I have a lot of fun when we, as a team, have the opportunity to collectively read an article or watch a video somewhere and discuss what we’ve learned. Sometimes we learn about a new process we can try on the project management side. Sometimes we learn about a new way to debug code we write. Sometimes we learn new ways to use certain Photoshop or Illustrator tools. Sometimes we simply learn how other companies solve similar problems and just talk through them. It doesn’t matter if we do exactly what an article suggests, the discussion is the most important part of this process as a group. The discussion can be the catalyst to change when necessary.
There is a lot of great content out there on the web. People share wonderful and insightful ideas all the time. Learn from them!
The final area of learning I want to talk about is somewhat of an inward focus. There is a lot of value in writing down ideas in long form. I try to spend a fair amount of time thinking about the "why" behind things that we do. Without a solid purpose behind our actions, we’re simply checking items off a to-do list for the sake of checking off boxes. We want to think about the "why" as often as possible. A great way to do this is to explain something to yourself in writing.

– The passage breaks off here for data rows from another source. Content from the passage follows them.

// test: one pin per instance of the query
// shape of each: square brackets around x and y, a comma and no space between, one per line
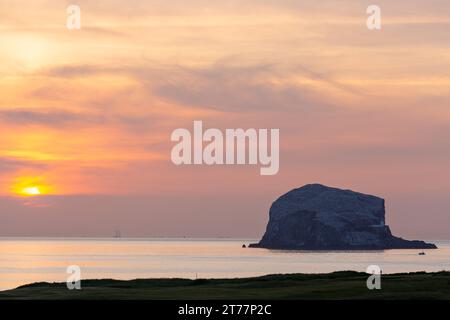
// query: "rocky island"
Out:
[317,217]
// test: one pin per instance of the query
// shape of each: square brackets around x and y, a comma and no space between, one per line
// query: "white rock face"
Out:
[317,217]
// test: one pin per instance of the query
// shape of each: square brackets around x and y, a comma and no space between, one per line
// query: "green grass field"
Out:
[337,285]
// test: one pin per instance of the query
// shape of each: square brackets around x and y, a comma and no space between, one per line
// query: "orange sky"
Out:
[90,112]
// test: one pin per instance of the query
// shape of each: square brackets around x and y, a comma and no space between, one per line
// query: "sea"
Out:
[28,260]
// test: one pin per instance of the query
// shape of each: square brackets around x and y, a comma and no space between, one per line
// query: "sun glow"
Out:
[30,187]
[31,191]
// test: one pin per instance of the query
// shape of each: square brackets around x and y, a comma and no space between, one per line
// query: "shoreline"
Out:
[328,286]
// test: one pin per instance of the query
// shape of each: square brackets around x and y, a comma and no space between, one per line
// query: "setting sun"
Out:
[31,191]
[30,186]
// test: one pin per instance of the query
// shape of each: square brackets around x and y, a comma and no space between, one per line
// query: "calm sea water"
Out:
[30,260]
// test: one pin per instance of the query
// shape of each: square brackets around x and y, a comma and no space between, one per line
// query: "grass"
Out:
[331,286]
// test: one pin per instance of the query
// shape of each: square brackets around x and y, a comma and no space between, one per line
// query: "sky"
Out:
[86,115]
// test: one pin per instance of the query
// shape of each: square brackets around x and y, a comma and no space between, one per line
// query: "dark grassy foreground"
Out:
[337,285]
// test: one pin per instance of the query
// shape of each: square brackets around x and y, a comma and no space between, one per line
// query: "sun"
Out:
[31,191]
[30,187]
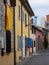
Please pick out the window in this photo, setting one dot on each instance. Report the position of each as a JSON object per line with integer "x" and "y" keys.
{"x": 23, "y": 17}
{"x": 20, "y": 42}
{"x": 34, "y": 43}
{"x": 8, "y": 41}
{"x": 19, "y": 12}
{"x": 32, "y": 29}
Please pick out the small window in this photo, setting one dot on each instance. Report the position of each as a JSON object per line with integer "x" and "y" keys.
{"x": 8, "y": 41}
{"x": 19, "y": 12}
{"x": 34, "y": 43}
{"x": 32, "y": 29}
{"x": 23, "y": 17}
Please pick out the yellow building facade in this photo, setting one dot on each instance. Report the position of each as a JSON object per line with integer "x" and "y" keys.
{"x": 23, "y": 12}
{"x": 22, "y": 27}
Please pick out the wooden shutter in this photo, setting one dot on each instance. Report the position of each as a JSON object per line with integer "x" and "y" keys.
{"x": 13, "y": 2}
{"x": 8, "y": 41}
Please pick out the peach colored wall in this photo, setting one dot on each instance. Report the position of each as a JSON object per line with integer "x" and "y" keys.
{"x": 38, "y": 33}
{"x": 7, "y": 59}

I discovered the value of this while living and breathing code early in my development days. In the early 2000s I was spending quite a bit of time working in Flash. I spent a lot of time on the flashkit.com message board and eventually was even a moderator in a couple of the forums. It was there that I learned the value of explaining a problem when I was stuck in rut.

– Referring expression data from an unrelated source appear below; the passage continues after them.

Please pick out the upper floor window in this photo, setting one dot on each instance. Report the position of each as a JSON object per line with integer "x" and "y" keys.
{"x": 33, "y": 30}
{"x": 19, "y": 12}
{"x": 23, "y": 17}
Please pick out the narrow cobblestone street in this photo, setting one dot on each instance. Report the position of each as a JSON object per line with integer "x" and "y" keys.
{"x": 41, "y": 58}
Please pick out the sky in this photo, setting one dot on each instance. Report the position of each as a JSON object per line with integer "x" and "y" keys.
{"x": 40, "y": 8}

There was a pattern behind it all. I would hit a wall in Actionscript or something else in Flash and I would crack open my books to see if I could find an answer under my one or two word topic. I would search the web for others solving the same problem, again using the same one or two words. I would similarly search the Flash Kit forums. After no results I’d start a new thread looking for help.
It was through the process of describing the problem and how I got there that I would realize my approach to finding the solution was flawed. A paragraph or two into writing, I often found myself thinking, "Wow. I really shouldn’t be doing it this way." or "Did I seriously overwrite that object’s value?" I probably didn’t submit a third of the forum threads I started because I solved my own problem through the exercise of writing it out.
Similarly, writing about business processes or ideas helps bring out the "why" of what we’re doing. I’m willing to bet that as I write more posts in this series of "How we roll," I’ll realize that some of the things we do can be tweaked and improved. There have been times where I wrote a technical article and then realized I could have coded cleaner or better.
Writing encourages self-reflection and learning. We encourage this practice within our team. Throughout this year you’ll see various members of our team writing about things we do. Most of the time it’s a fairly selfish effort. We want to learn from these reflective opportunities. We also want to learn from the discussions that publishing these reflections ignites.
This college dropout loves to learn. Whether from books and podcasts, interviews and self-reflection or even children and grandparents, I appreciate the many sources for learning that exist. I encourage you to seek them out and consume as much information as you can.
To turn the table in my previously mentioned selfish fashion, I want to learn from you now. How do you push yourself to continue learning?